University of Michigan Council, Center for Education
Although widespread agreement exists that content knowledge is essential for effective instruction, what is actually meant by "content knowledge" varies. Terms such as "mathematical knowledge" and "pedagogical content knowledge" are used in different ways by different people, often without anyone noticing the confusion. We suggest that efforts to design opportunities for teachers to learn mathematics are hampered by this lack of specification and discrimination, and the lack of shared definitions for terms and ideas about "content knowledge." In this session, we will explore a set of distinctions that our research group has developed to "map" the territory of "mathematical knowledge for teaching" and consider what might be involved in helping teachers learn these different domains of content knowledge.
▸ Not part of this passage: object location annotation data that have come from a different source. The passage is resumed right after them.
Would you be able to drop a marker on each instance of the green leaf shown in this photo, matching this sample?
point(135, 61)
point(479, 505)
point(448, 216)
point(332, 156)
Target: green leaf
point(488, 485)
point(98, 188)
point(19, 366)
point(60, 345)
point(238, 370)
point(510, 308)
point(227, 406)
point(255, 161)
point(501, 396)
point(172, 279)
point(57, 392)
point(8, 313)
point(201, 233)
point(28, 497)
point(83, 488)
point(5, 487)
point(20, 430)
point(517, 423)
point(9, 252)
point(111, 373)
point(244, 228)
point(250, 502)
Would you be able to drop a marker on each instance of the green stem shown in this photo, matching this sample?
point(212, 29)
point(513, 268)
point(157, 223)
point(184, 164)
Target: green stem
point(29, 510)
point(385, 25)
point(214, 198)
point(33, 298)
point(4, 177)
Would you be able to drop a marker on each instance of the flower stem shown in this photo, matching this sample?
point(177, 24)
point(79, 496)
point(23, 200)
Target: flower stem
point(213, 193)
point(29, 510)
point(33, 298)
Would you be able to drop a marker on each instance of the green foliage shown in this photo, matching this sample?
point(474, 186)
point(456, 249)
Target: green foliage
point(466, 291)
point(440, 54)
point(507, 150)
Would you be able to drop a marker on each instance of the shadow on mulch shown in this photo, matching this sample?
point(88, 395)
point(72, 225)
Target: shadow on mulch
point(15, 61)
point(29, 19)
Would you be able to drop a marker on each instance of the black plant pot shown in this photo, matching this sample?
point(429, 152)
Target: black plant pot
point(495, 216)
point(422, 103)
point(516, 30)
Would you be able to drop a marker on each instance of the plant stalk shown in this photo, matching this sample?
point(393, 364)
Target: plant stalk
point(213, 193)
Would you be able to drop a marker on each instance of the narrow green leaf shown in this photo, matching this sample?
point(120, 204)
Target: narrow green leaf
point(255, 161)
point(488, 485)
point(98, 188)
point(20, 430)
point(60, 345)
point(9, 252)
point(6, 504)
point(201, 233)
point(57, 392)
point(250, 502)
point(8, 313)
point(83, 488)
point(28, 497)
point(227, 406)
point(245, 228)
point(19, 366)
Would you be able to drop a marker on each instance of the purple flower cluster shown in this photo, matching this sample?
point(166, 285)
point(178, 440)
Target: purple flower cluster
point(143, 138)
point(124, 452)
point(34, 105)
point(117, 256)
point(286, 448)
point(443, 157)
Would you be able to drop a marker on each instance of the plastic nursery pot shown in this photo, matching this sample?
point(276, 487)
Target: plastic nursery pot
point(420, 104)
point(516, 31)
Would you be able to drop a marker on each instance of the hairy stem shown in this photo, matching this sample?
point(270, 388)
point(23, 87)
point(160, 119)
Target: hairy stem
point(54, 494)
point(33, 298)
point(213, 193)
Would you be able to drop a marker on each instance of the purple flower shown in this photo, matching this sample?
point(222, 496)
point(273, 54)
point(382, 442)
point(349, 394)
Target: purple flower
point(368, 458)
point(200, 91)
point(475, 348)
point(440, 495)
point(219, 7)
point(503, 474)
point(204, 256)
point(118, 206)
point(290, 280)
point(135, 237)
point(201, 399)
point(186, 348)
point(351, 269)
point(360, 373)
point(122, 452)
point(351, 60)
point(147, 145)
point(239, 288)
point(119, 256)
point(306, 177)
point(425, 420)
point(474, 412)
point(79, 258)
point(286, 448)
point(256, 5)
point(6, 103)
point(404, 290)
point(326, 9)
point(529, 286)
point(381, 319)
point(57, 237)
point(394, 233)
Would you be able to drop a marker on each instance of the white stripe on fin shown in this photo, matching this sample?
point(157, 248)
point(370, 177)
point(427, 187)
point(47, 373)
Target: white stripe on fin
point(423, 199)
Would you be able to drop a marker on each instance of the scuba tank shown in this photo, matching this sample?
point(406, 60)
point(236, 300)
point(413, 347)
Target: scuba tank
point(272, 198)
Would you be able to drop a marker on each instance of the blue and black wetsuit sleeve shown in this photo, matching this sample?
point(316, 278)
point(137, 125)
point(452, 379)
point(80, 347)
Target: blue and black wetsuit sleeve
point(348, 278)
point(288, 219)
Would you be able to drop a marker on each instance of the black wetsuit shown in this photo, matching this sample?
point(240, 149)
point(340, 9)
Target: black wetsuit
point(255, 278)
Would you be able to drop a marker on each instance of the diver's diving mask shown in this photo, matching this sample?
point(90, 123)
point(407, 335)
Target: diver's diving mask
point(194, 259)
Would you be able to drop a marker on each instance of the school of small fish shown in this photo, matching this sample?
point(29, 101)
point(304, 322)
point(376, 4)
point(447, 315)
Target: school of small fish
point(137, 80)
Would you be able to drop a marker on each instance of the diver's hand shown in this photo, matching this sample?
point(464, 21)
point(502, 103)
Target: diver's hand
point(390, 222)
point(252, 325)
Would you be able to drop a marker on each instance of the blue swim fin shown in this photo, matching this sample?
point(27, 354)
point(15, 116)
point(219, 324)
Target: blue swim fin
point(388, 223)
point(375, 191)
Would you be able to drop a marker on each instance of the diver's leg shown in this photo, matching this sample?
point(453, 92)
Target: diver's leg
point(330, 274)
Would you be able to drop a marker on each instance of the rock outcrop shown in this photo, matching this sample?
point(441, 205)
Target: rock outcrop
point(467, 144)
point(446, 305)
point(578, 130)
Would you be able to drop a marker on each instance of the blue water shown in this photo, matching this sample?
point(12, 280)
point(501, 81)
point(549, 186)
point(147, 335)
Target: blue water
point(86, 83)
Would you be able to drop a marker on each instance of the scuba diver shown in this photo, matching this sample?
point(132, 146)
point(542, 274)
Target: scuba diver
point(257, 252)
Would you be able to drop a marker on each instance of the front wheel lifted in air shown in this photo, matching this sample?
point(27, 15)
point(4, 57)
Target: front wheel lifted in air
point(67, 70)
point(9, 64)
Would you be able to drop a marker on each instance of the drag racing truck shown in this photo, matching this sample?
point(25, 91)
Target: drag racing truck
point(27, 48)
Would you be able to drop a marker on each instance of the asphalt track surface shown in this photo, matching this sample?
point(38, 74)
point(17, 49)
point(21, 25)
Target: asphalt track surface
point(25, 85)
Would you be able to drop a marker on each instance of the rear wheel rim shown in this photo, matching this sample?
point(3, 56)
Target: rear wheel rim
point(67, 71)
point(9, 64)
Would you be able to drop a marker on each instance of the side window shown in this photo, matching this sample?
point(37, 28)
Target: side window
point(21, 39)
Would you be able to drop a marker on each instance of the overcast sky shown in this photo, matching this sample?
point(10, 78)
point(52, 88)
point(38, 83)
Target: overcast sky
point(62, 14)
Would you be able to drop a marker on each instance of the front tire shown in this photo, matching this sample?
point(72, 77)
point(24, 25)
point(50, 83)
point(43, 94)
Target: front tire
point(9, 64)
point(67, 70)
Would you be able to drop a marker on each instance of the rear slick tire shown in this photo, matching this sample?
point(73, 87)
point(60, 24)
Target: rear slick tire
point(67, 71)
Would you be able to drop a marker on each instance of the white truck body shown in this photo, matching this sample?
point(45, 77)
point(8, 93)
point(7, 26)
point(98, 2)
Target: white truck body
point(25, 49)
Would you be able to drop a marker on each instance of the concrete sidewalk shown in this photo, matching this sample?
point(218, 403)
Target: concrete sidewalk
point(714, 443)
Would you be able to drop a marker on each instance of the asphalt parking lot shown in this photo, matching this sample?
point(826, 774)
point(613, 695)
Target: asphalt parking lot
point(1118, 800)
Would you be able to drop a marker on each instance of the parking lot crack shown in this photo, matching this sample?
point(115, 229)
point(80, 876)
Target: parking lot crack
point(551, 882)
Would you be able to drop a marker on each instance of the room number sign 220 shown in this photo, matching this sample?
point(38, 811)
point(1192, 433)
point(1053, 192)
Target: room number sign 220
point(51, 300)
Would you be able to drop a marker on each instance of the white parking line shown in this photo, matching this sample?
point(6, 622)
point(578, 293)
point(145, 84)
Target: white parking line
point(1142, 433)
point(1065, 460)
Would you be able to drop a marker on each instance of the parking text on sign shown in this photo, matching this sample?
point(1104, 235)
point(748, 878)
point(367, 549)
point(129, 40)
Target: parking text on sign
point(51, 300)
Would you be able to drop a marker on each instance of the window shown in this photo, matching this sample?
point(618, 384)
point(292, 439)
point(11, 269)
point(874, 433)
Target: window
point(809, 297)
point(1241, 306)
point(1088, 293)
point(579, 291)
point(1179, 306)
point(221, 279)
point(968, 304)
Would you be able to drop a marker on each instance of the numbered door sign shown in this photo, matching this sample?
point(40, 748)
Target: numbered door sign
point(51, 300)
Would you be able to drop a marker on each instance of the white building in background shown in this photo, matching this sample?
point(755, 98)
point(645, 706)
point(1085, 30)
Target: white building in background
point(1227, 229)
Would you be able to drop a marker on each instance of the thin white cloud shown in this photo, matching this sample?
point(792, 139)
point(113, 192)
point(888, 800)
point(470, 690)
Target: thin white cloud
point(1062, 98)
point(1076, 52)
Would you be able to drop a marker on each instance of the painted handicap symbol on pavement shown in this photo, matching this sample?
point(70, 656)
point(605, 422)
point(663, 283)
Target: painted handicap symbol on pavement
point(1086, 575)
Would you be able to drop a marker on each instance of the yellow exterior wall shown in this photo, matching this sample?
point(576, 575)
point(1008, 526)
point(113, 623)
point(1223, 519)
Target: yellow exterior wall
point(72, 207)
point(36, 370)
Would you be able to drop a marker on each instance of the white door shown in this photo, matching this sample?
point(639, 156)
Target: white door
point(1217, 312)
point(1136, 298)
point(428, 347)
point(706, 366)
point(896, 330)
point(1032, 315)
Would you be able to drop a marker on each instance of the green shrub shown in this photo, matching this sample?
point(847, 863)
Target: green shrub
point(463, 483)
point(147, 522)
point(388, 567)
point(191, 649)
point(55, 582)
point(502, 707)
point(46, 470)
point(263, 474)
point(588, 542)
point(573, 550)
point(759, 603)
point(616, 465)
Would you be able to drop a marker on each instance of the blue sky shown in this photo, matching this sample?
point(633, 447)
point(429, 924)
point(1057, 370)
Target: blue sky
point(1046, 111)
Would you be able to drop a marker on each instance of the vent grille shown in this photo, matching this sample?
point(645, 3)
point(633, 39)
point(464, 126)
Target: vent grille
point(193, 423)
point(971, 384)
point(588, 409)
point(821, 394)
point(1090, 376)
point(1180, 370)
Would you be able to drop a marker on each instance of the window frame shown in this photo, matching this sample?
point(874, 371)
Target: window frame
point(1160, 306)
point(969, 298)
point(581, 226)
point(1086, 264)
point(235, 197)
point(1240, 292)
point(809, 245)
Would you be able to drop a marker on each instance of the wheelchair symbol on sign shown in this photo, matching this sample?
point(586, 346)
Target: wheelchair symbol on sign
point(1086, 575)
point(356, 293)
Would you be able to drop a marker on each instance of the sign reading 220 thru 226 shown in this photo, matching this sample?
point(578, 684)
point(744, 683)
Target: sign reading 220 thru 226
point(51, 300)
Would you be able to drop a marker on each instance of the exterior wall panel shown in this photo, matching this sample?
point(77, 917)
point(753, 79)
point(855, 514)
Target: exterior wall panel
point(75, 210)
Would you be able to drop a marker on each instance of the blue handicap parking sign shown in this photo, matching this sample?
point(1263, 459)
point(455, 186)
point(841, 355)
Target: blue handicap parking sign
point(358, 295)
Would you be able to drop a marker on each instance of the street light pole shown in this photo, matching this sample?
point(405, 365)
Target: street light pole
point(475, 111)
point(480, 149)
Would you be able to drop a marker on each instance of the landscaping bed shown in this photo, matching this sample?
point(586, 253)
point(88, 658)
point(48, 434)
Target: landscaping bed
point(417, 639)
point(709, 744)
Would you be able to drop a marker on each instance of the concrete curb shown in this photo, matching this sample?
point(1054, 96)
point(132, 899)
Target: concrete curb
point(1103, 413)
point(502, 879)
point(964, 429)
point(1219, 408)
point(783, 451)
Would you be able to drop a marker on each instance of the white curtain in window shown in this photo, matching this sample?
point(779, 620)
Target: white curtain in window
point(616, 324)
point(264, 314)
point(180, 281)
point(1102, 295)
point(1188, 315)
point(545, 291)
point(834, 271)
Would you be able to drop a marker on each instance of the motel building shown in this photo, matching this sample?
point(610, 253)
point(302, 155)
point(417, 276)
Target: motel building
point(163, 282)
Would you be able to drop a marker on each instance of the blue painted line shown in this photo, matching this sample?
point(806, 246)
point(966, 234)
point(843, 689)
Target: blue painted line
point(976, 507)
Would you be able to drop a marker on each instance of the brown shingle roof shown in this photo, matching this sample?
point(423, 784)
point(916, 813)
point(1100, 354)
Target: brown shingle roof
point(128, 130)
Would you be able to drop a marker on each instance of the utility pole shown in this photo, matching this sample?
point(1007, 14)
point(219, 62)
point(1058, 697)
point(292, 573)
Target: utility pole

----Deborah Loewenberg Ball and Hyman Bass
Hyman Bass is the Roger Lyndon Collegiate Professor of mathematics and mathematics education at the University of Michigan. His mathematical research publications cover broad areas of algebra, with connections to geometry, topology and number theory. Bass is a member of the National Academy of Sciences and the American Academy of Arts and Sciences. Bass chaired the Mathematical Sciences Education Board at the NRC, and the Committee on Education of the American Mathematical Society, and he is President of the International Commission on Mathematics Instruction. During the past eight years he has been collaborating with Deborah Ball and her research group at the University of Michigan on the mathematical knowledge and resources entailed in the teaching of mathematics at the elementary level. In all of this work, a major challenge has been to build bridges between diverse professional communities and stakeholders involved in mathematics education, both here and abroad.